Nascido em Ipiaú, no interior da Bahia, o criador de conteúdo Hawk Andrade, ou apenas Hawk, como é conhecido nas redes sociais, inovou a forma dos criadores se relacionarem com sua comunidade aqui no Brasil, criando o PixDay. Este dia, nada mais é do que um dia de pagamento, onde os seguidores depositam R$ 0,50 para pagar pelos serviços prestados por Hawk.
Apesar de ter um alcance de mais de um milhão de pessoas, é pouquíssimo procurado pelas empresas para as famosas “publis”, aquelas propagandas feitas por influenciadores. Em pouco mais de um ano, só fechou um pacote publicitário com uma empresa. “Eu tenho recortes sociais bem específicos”, explica Hawk, que apesar de ter números que impressionam e uma presença digital forte em múltiplas plataformas, é um homem negro e deficiente físico. Hoje, o PixDay é 60% da renda dele com a internet, o restante vem da plataforma de financiamento coletivo, venda de produtos e monetização do Youtube.
Notícias Relacionadas
Juliana Alves reflete sobre 21 anos de carreira: "Conquistei respeito e reconhecimento que não tinha antes"
"Aos 50, quem me aguenta?", Edvana Carvalho fala sobre negritude, maturidade e o empoderamento feminino em seu primeiro solo no teatro
Mas além de criador do PixDay, Hawk tem uma série de outras facetas menos conhecidas do público, como a infância religiosa, quando se converteu ao Cristianismo e levou até a mãe para a Igreja, a construção de uma masculinidade forjada por figuras femininas e pelo avô, e até o assédio e a diferença entre a visibilidade que recebe na internet e na vida offline.
Conversando com o MUNDO NEGRO, ele abriu esses e outros detalhes de sua vida. Confira!
Como começou a sua carreira de influenciador?
Sou uma pessoa que tenta melhorar em algum nível a vida das pessoas. Esse é o objetivo de 100% do meu trabalho. Deixar a vida das pessoas mais leve e trazer entretenimento. Isso foi o que eu sempre quis fazer, desde sempre. Acompanho o Youtube desde os meus 12 anos e lembro que quando eu vi pela primeira vez eu disse: “é isso que eu quero fazer da minha vida”. Estudei Comunicação Social, não concluí, mas cheguei bem perto e fiz o curso todo com a intenção de trabalhar com o Youtube. Quando meu canal atingiu mil inscritos, eu larguei tudo, larguei meu emprego de editor de vídeos em eventos sociais, larguei a faculdade e fui viver disso.

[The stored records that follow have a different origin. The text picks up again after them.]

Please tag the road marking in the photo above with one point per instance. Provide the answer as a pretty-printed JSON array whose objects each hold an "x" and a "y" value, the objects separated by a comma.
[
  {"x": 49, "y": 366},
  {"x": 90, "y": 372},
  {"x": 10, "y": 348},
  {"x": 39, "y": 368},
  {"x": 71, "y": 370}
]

Como você criou o PixDay e decidiu que não ia trabalhar com marcas?
Eu tenho uma campanha de financiamento coletivo desde os primórdios do canal. É uma parada que no Brasil ainda não é muito difundida, mas lá fora é, dos seguidores apoiarem o criador de conteúdo e pagarem o salário dele. A criação de conteúdo que eu faço é para o público. Eu não gosto de fazer publi, eu acho que, na maioria das vezes, são coisas genéricas, principalmente quando você tem recortes sociais bem específicos, como é o meu caso. Então, receber o apoio da comunidade que é para quem eu produzo, é uma coisa que eu sempre busquei, desde o começo.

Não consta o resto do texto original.